The opening has the players traveling way out into the boonies, and part of setting up that 'traveling off the edge of the world' feel was having them leave whatever city they begin in by HSR, then take successively cruder public transit until the line just ends short of their destination and they have to figure the rest out on their own.
The second-to-last step in that chain is an electric self-propelled railcar traveling along a restored short line. I think the current doodlebug is a somewhat-recent thing, put together maybe within the last ten years, and probably planned to be temporary when they built it.
So my question now is: how would they build this thing? Would it be easier to convert an existing self-propelled railcar like the Budd RDC? Would it make more sense to start with a regular coach and retrofit in the batteries, motors, control station, pantographs etc?

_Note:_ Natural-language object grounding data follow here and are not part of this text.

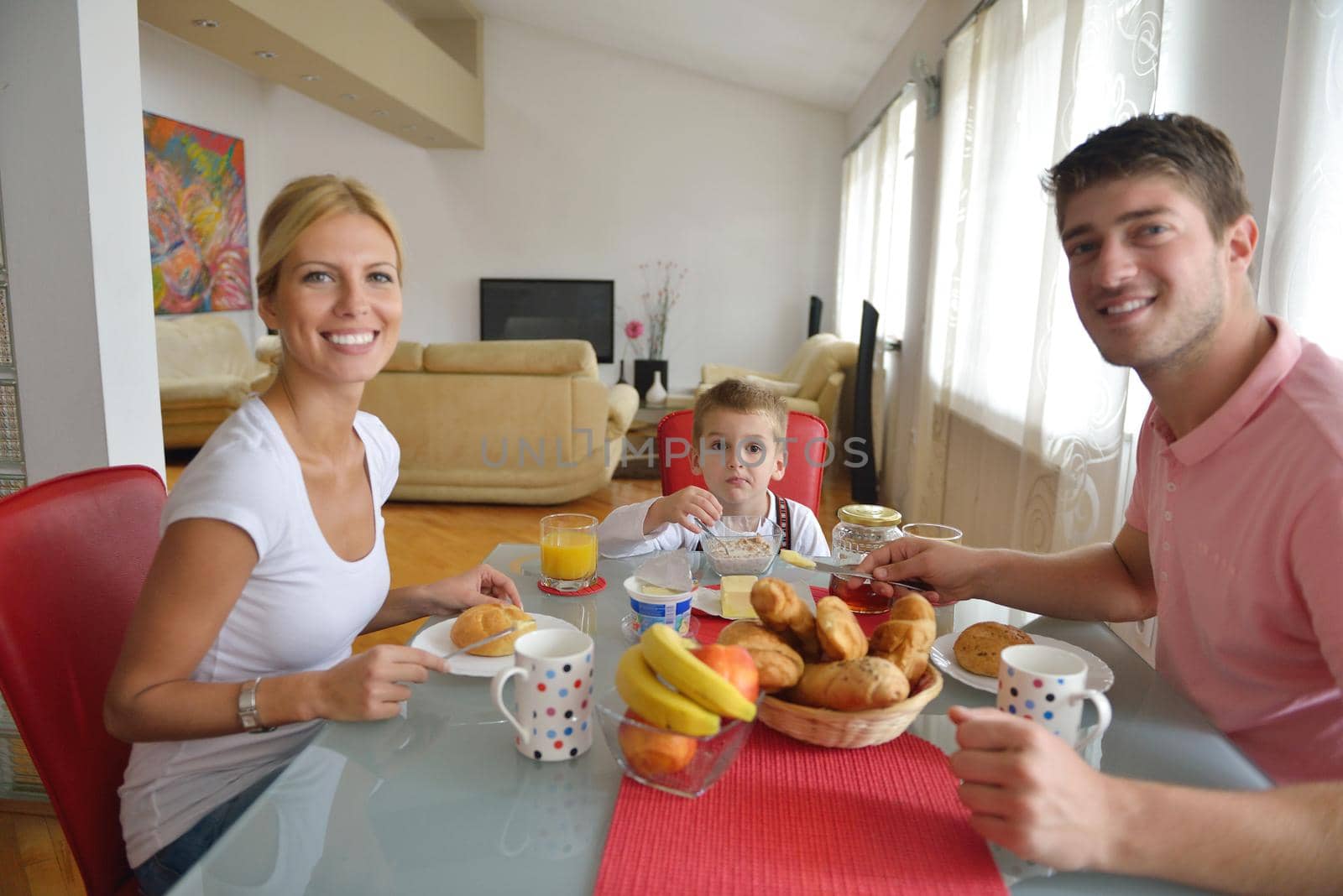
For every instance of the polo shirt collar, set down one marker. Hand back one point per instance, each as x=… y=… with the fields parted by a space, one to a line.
x=1244 y=403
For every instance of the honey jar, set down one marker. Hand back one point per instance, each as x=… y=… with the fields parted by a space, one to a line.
x=861 y=530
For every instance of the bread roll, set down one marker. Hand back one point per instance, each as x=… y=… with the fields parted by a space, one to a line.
x=781 y=609
x=866 y=683
x=839 y=631
x=907 y=638
x=779 y=665
x=980 y=645
x=485 y=620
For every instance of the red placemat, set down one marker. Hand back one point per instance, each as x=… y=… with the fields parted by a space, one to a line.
x=711 y=625
x=790 y=817
x=598 y=584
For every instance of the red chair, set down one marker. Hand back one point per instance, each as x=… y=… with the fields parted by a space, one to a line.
x=73 y=560
x=809 y=455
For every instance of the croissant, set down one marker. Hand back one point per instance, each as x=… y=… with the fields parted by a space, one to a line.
x=779 y=665
x=781 y=609
x=907 y=638
x=866 y=683
x=839 y=631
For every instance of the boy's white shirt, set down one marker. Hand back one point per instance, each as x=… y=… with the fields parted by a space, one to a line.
x=621 y=534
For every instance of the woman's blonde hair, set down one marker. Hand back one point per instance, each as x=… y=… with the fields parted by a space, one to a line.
x=301 y=204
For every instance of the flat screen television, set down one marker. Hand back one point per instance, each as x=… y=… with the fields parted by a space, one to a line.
x=551 y=310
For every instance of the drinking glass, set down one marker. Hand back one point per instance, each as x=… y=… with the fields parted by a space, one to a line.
x=568 y=551
x=946 y=616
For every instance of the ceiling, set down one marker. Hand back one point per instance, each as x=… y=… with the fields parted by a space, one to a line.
x=817 y=51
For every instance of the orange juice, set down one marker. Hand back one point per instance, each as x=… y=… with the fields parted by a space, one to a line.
x=568 y=555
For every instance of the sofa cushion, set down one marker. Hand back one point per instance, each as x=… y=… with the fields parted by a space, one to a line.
x=541 y=357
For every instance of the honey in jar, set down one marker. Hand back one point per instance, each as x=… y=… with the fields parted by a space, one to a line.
x=861 y=529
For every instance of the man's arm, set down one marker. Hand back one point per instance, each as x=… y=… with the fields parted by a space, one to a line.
x=1111 y=582
x=1031 y=793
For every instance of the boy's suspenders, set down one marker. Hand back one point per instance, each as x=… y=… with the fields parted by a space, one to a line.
x=781 y=513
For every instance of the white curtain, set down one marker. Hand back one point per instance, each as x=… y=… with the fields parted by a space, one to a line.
x=1306 y=206
x=1018 y=428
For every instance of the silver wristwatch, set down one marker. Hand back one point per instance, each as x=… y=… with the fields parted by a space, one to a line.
x=248 y=708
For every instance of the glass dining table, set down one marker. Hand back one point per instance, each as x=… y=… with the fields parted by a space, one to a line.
x=436 y=800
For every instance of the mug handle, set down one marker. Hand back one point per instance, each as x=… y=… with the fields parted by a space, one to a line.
x=504 y=675
x=1101 y=712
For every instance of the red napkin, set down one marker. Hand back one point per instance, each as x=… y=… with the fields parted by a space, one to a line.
x=711 y=625
x=790 y=817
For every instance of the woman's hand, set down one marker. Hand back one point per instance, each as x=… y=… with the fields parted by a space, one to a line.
x=373 y=685
x=480 y=585
x=950 y=569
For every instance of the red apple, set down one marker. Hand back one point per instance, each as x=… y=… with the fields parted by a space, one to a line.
x=655 y=753
x=734 y=663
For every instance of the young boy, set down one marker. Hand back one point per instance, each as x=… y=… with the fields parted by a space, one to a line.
x=739 y=448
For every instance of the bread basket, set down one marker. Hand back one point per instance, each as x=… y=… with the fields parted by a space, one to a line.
x=864 y=728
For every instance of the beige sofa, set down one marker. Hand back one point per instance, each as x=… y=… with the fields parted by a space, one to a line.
x=499 y=423
x=813 y=380
x=205 y=372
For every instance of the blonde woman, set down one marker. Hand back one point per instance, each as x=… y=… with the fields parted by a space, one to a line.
x=273 y=557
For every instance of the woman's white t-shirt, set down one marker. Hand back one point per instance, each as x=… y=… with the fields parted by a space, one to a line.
x=299 y=612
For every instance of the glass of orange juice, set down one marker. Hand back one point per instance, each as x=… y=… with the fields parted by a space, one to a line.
x=568 y=551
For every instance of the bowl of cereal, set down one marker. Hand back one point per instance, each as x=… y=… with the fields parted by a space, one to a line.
x=742 y=544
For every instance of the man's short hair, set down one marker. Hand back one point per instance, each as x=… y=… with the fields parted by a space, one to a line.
x=742 y=398
x=1184 y=148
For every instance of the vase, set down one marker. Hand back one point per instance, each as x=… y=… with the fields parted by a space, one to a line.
x=644 y=371
x=657 y=394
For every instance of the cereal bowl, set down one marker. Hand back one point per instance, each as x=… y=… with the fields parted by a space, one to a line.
x=676 y=763
x=742 y=544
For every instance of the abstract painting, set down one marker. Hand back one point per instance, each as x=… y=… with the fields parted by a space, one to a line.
x=198 y=217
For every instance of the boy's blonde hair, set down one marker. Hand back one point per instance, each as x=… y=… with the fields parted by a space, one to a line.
x=740 y=398
x=301 y=204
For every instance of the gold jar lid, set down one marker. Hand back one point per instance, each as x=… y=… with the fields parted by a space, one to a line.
x=870 y=515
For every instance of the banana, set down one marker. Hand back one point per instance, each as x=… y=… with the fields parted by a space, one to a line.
x=658 y=703
x=666 y=652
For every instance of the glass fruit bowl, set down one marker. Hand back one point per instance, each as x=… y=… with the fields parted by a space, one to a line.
x=742 y=544
x=666 y=761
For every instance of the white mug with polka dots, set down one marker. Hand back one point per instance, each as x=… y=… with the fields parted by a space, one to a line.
x=554 y=694
x=1048 y=685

Or would it make more sense to start from scratch? Maybe use part of an electric bus or similar?
Reuse and salvage play a pretty big role in the story, so I'll probably embellish any option with details about where the parts came from originally.
Thank you for any advice!
Battery electric trains can resolve a lot of the technical conflicts, since a battery averages out power demanded from the electric network. But then you need to figure out the logistics of where trains would charge (eg layover in some towns with good electricity connections) and what the battery capacities might be for your story. If we say batteries are now 10x more efficient in 100 years, then that basically solves most of the difficulties.
But we don't even need the batteries on the train. With such efficient battery technology, it would be entirely feasible to connect to a neighborhood distribution circuit, with a track-side battery that slow-charges from the grid. Then when the train whizzes by, the track-side battery dumps power onto the overhead line, which powers the train.
This latter idea is entirely feasible today but the sheer number of batteries is what makes it impractical or financially impossible. Hence why if batteries became 10x more efficient, then the idea can be implemented.
Phrased another way, to build a trackside battery in 2025 would likely take a lot of skilled engineers to build a structure about the size of one or two houses, then fill it with batteries that hopefully don't explode or catch fire. But in 100 years, the advanced battery tech for a trackside battery could conceivably fit the same capacity into the space of one of those roadside green utility boxes. And that would be a lot easier to install in a fictional future where the country is rebuilding at a grass-roots level, when large-scale coordinated engineering might not be possible.
This is an awesome explanation and I think it feels like a good way forward! I'll read up on bus power draw to make sure but I think we're approaching reasonable - especially if the towns are already setting up battery banks to manage their own power demand.
Thank you again for all your help, I really appreciate it.